Okay you piqued my interest... "bad monetary policy" usually means we should be on the gold standard, but I've never heard that before as a solution for student loans. What are you proposing is the monetary fix?
not OP, but taking a stab, since I agree with their assessment:
bad monetary policy, in regards to student loans, means subsidizing them in two ways (at least):
1. paying the difference in interest rate compared to going to a regular bank. I can get student loans w/3% interest, but a bank wouldn't give me that money for less than 7%.
2. Making it illegal to disperse student loans in bankruptcy.
Both of these are monetary policy decisions that "hide" risk.
The higher interest rate is to compensate for the riskiness of the loan, while making loans illegal to disperse is the gov't response to the risk.
both of these will hide increasingly large amount of risks, where everything looks like its going fine, until it will all fail, catastrophically.

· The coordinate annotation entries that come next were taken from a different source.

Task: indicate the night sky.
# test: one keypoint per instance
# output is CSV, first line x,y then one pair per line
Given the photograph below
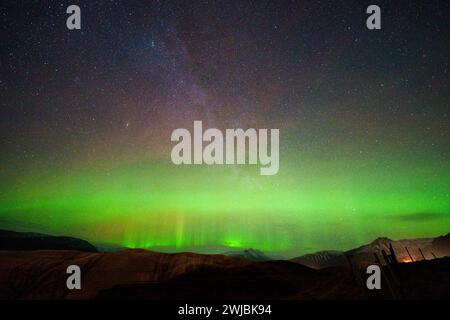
x,y
86,118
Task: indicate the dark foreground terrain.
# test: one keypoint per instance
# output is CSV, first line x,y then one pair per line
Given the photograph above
x,y
142,274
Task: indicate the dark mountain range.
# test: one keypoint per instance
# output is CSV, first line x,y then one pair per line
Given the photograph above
x,y
249,254
429,247
11,240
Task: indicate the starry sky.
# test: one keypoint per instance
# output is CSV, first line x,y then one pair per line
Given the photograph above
x,y
86,118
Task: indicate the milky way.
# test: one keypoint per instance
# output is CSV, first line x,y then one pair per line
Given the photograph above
x,y
86,118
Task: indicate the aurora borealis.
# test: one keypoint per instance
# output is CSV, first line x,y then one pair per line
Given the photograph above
x,y
86,118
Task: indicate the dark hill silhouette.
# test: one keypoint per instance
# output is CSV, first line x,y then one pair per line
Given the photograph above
x,y
11,240
431,247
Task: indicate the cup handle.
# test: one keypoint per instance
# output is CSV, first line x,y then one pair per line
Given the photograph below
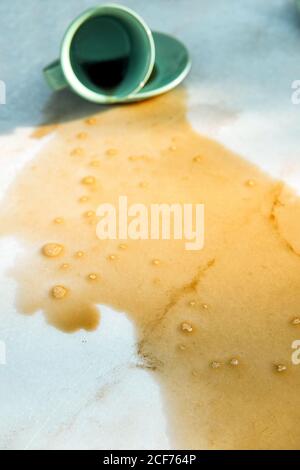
x,y
54,76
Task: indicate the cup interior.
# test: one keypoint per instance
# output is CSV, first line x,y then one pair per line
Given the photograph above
x,y
111,53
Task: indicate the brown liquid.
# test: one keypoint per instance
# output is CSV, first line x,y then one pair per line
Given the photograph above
x,y
213,325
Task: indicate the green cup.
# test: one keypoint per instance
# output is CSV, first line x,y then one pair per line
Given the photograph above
x,y
107,55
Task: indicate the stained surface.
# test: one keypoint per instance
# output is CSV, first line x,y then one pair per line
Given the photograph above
x,y
214,326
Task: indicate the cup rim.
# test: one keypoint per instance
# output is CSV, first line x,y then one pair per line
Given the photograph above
x,y
66,65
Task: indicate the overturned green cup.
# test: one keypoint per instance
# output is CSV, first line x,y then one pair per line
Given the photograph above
x,y
107,55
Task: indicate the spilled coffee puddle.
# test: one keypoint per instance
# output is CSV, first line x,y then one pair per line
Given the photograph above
x,y
216,325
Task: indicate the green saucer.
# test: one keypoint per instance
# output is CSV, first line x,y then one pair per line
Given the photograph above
x,y
172,64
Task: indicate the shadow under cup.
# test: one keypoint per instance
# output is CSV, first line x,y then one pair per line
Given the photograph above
x,y
112,54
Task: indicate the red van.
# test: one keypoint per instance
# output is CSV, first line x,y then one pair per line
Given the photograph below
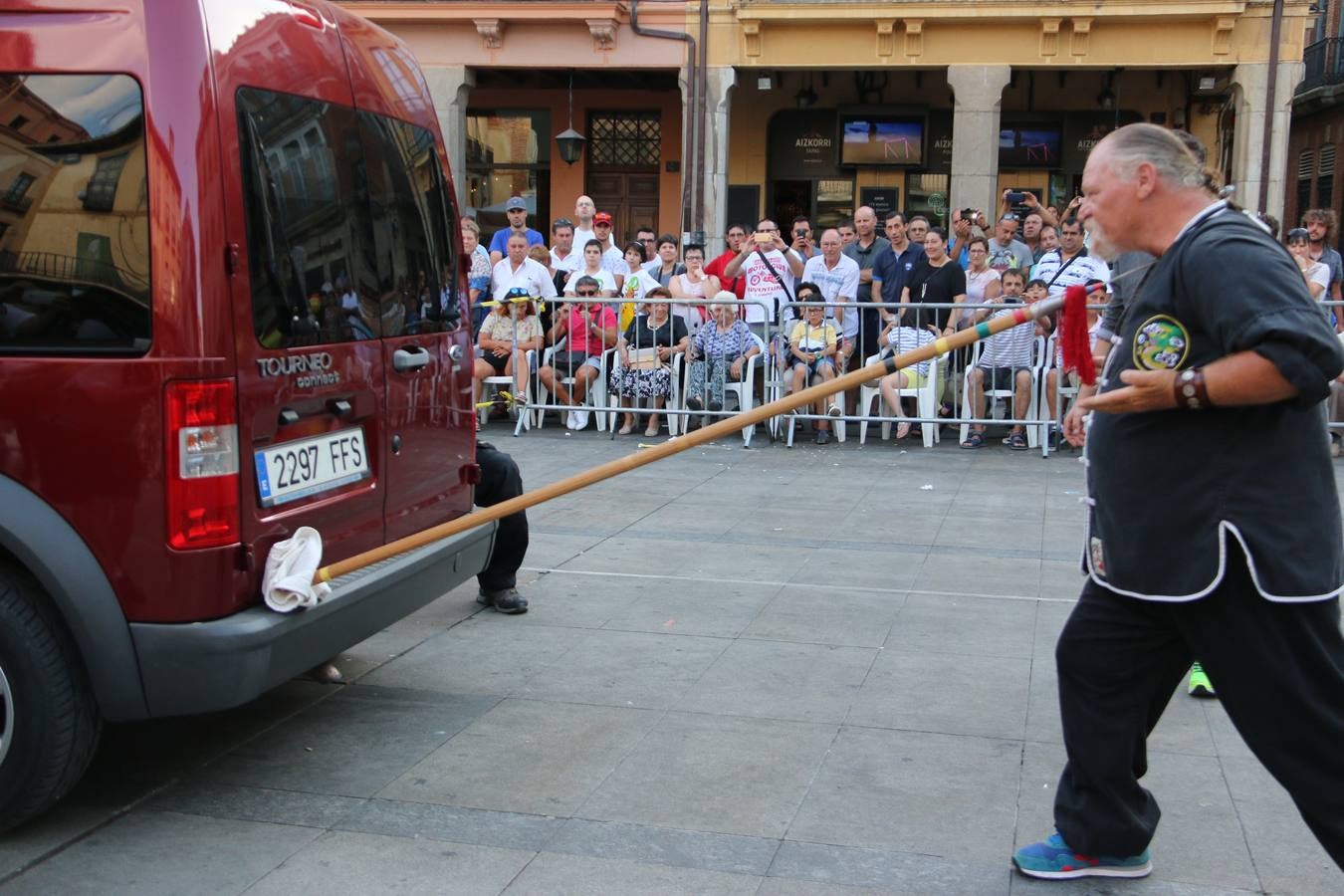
x,y
230,305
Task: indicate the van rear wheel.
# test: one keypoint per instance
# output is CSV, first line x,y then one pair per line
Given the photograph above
x,y
49,720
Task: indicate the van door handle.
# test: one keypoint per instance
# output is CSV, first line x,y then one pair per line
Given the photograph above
x,y
409,358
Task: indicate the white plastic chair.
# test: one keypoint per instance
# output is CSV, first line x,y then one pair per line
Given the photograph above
x,y
595,396
926,402
745,389
1066,387
1033,433
506,383
636,407
837,423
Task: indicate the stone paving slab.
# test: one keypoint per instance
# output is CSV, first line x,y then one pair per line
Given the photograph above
x,y
713,693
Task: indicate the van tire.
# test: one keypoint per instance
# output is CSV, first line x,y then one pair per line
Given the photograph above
x,y
49,718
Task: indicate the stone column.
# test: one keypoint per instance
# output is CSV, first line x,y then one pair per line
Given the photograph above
x,y
975,134
718,93
450,87
1248,82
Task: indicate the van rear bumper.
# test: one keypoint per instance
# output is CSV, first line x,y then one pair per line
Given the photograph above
x,y
204,666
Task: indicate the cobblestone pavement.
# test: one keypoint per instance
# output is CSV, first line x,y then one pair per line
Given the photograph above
x,y
805,672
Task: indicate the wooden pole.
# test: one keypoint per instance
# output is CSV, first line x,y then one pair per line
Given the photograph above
x,y
725,426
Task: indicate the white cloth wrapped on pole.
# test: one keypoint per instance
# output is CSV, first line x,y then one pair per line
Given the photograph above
x,y
288,581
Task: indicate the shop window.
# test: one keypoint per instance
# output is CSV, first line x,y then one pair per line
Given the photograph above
x,y
14,196
1325,177
508,154
101,192
928,195
1305,165
625,138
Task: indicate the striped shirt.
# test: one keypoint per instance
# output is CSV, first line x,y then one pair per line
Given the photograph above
x,y
1009,348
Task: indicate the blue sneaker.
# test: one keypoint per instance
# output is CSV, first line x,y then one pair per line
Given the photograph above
x,y
1054,860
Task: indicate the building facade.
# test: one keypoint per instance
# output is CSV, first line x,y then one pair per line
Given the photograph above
x,y
1317,118
698,113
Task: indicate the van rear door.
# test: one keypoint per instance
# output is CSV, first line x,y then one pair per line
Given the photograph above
x,y
426,344
311,383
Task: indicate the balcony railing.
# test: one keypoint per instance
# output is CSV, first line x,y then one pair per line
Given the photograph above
x,y
1324,62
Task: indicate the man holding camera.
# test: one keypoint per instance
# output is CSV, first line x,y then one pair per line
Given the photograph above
x,y
802,245
769,272
1007,251
839,281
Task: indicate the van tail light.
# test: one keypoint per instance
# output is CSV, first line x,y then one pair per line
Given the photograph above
x,y
202,470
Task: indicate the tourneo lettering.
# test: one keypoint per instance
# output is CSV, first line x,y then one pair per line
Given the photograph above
x,y
291,364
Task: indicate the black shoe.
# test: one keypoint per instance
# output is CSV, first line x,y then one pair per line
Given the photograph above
x,y
507,600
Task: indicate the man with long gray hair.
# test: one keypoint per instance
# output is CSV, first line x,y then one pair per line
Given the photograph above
x,y
1214,526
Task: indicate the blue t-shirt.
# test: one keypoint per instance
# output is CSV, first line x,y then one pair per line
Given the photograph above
x,y
499,242
891,270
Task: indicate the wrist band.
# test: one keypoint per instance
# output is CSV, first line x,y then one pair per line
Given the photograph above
x,y
1191,391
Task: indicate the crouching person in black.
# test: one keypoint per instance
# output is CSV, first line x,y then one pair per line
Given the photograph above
x,y
502,481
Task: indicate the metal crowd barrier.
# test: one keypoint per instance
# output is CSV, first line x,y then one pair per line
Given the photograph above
x,y
531,410
773,380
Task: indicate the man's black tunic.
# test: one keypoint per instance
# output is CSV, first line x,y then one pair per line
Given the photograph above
x,y
1168,488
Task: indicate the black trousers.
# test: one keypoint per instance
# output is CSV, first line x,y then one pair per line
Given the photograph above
x,y
502,481
1278,669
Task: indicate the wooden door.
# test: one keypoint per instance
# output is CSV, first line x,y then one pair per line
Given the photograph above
x,y
622,168
630,198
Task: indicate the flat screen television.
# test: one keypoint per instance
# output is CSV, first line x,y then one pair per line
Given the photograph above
x,y
880,140
1029,145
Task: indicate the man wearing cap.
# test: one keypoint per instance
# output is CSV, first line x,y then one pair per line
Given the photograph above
x,y
521,272
517,211
1006,250
613,258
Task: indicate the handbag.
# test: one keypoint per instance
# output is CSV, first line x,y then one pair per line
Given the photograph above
x,y
644,358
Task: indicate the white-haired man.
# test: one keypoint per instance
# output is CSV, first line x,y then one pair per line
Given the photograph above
x,y
1214,530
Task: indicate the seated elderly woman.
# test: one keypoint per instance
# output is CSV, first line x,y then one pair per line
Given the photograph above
x,y
812,348
508,332
898,340
587,327
645,352
719,352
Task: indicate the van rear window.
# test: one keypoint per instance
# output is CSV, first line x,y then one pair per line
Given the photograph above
x,y
74,215
345,219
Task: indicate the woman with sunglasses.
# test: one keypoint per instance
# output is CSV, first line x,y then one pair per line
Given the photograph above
x,y
656,330
590,327
591,268
636,284
1316,274
507,335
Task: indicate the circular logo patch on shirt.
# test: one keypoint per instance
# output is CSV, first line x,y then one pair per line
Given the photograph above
x,y
1160,344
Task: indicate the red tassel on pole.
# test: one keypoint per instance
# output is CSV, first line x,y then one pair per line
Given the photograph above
x,y
1072,335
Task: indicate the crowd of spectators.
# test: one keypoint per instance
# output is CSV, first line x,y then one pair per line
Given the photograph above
x,y
810,305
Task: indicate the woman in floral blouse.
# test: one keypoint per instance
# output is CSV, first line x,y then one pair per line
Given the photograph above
x,y
719,350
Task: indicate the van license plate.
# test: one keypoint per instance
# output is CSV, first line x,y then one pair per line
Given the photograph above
x,y
295,470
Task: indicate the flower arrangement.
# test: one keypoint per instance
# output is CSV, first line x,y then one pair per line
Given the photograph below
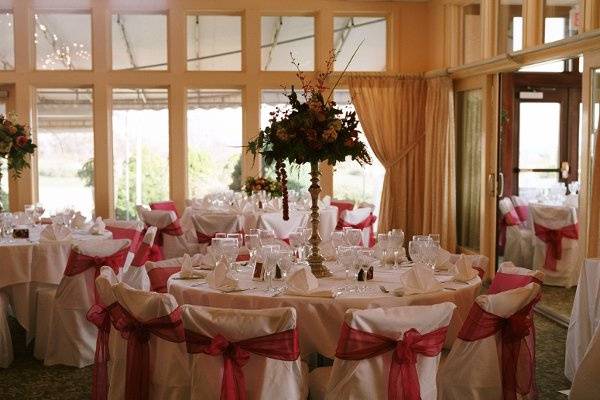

The politicians will claim no one could have seen it coming, but if they'd not allowed the risk to be so hidden, they'd have seen the institution crumbling decades before.
Good monetary policy would be the fed doing NGDP level targeting a la Scott Sumner: https://www.mercatus.org/system/files/NGDP_Sumner_v-10%20cop...
Monetary policy only goes so far though, if you actually want to distribute resources in an equitable way, you probably also need good tax policy.
Good tax policy would be taxes which decrease wealth inequality (e.g. luxury consumption taxes, land value taxes).